The most terribly momentous period of the Jewish nation was at the time when Jesus was in the midst of them. Yet it was this generation, that had been honored and favored above all people on the earth, that was guilty of rejecting all the importunity of the yearning love of Christ.

Anguish, deep and unfathomable, pressed upon the soul of Christ; and in the intense pain of unrequited love, he exclaimed, “O Jerusalem, Jerusalem, thou that killest the prophets, and stonest them which are sent unto thee,” not content to receive with indifference and spurning the message sent by God's servants unto you, your hatred against God you have vented upon his messengers. You will not suffer them to live. “How often would I have gathered thy children together, even as a hen gathereth her chickens under her wings, and ye would not!” The same work that you do to my messengers whom I send will be reflected back upon you. Refusing to be gathered, you will realize what it means to be scattered, to be the despised of all nations.

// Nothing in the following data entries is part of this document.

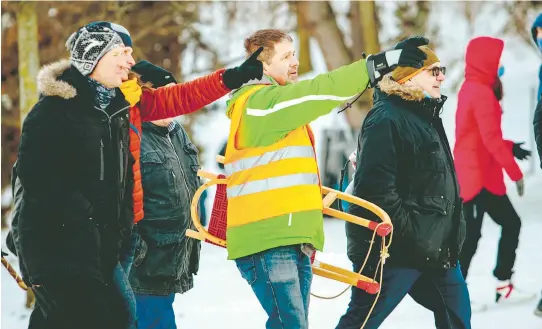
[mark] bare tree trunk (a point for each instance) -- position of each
(369, 27)
(320, 21)
(305, 64)
(27, 29)
(27, 24)
(356, 30)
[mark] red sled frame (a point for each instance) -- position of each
(216, 234)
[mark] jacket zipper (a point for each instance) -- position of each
(102, 159)
(121, 159)
(181, 167)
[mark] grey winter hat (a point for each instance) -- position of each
(92, 41)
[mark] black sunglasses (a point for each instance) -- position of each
(435, 70)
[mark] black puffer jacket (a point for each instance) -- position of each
(404, 165)
(75, 166)
(537, 124)
(166, 259)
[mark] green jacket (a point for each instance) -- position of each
(269, 115)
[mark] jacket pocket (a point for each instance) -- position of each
(162, 256)
(192, 151)
(140, 251)
(428, 227)
(160, 186)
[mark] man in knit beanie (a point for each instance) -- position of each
(404, 165)
(78, 164)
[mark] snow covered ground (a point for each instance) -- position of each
(221, 298)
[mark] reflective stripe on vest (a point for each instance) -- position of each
(272, 184)
(288, 152)
(269, 181)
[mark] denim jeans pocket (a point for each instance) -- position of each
(246, 265)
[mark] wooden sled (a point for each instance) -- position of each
(216, 233)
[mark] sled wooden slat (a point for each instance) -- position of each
(319, 268)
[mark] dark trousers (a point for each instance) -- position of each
(77, 303)
(500, 209)
(441, 291)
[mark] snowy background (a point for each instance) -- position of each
(222, 298)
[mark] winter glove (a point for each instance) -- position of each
(519, 152)
(405, 53)
(252, 68)
(352, 158)
(520, 186)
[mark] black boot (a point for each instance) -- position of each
(538, 310)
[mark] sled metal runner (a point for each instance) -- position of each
(217, 227)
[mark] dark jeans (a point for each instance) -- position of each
(441, 291)
(155, 312)
(281, 279)
(500, 209)
(80, 302)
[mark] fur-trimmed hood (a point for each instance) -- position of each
(390, 87)
(49, 83)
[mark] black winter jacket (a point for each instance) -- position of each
(165, 258)
(404, 166)
(74, 166)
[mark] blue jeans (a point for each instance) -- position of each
(281, 279)
(121, 275)
(444, 292)
(123, 285)
(155, 312)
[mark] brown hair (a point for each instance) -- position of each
(143, 84)
(266, 38)
(497, 89)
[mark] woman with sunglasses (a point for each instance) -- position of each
(404, 165)
(481, 154)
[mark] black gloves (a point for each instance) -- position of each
(519, 152)
(252, 68)
(405, 53)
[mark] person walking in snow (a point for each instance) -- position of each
(165, 259)
(275, 218)
(536, 32)
(78, 165)
(404, 165)
(481, 154)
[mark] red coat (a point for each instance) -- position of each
(163, 103)
(480, 151)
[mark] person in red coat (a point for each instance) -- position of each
(480, 155)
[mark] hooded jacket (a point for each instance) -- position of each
(404, 165)
(75, 169)
(538, 23)
(480, 151)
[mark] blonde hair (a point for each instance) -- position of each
(266, 38)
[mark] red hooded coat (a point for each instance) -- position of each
(480, 151)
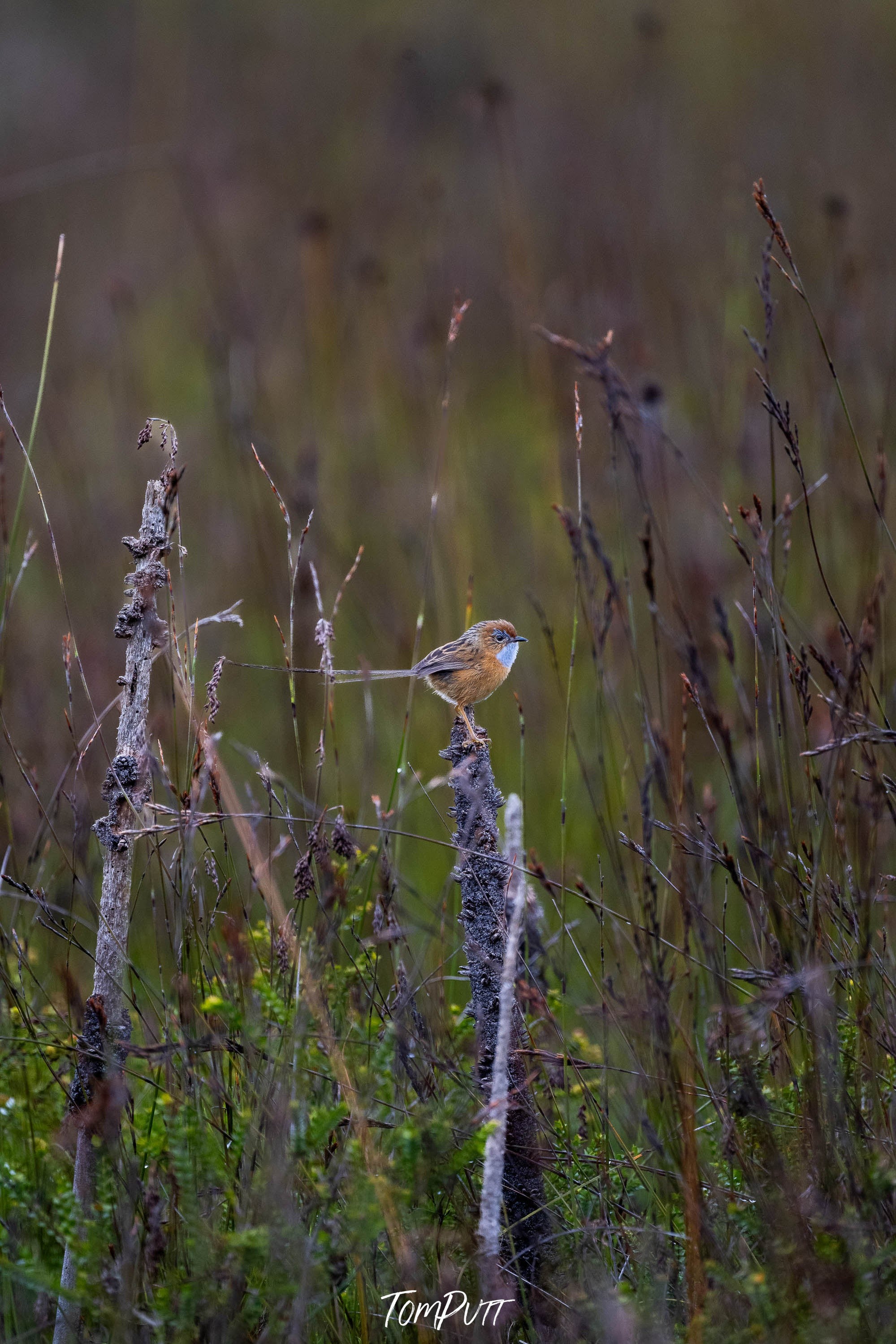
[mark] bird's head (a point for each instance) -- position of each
(499, 639)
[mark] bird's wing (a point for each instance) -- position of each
(449, 658)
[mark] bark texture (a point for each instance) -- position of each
(484, 874)
(99, 1092)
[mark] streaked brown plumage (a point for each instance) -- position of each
(464, 671)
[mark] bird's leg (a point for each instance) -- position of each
(476, 738)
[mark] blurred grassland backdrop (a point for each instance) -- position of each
(268, 213)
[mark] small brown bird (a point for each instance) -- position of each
(464, 671)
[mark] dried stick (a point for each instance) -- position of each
(97, 1092)
(483, 874)
(496, 1143)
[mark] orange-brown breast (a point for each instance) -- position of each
(469, 686)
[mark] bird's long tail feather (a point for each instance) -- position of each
(372, 675)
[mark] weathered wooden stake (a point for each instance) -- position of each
(97, 1092)
(483, 873)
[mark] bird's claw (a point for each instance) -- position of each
(481, 739)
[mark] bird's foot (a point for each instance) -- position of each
(476, 741)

In the lamentation of Christ, the very heart of God was pouring itself forth in his representative. This was the separation struggle, the mysterious farewell of the long-suffering love of the Deity; it was the expression of abused, rejected love. Christ's representation is a most striking one. He would have gathered his chosen people together as a hen gathers her chickens under her wing. He would have given them protection, they would not have been left defenseless. When the hen sees that her brood is in danger, she calls them under her sheltering wings. She will resist any enemy that may approach. She will die rather than that those who have fled for protection under her sheltering wings should suffer. This will Christ do for those who fly to him for refuge. He will gather his children together under his mediatorial wings, and there they will be safe.

But the chosen nation of God must receive its eternal retribution for its refusal of the Son of God. “Behold, your house is left unto you desolate,” Christ said. Christ himself was the Lord of the temple. When he should leave it, its glory would depart,—that glory once visible over the mercy-seat in the holy of holies, where the high priest entered only once a year, on the great day of atonement, with the blood of the slain victim,—typical of the blood of the Son of God,—and sprinkled it upon the altar.

The Jewish nation would none of the counsels of Christ; they despised all his reproofs. They would not come to him, that they might have life. Therefore he declared to them, Your destruction lies at your own door; you yourselves are responsible. “Behold, your house is left unto you desolate. For I say unto you, Ye shall not see me henceforth, till ye shall say, Blessed is he that cometh in the name of the Lord.”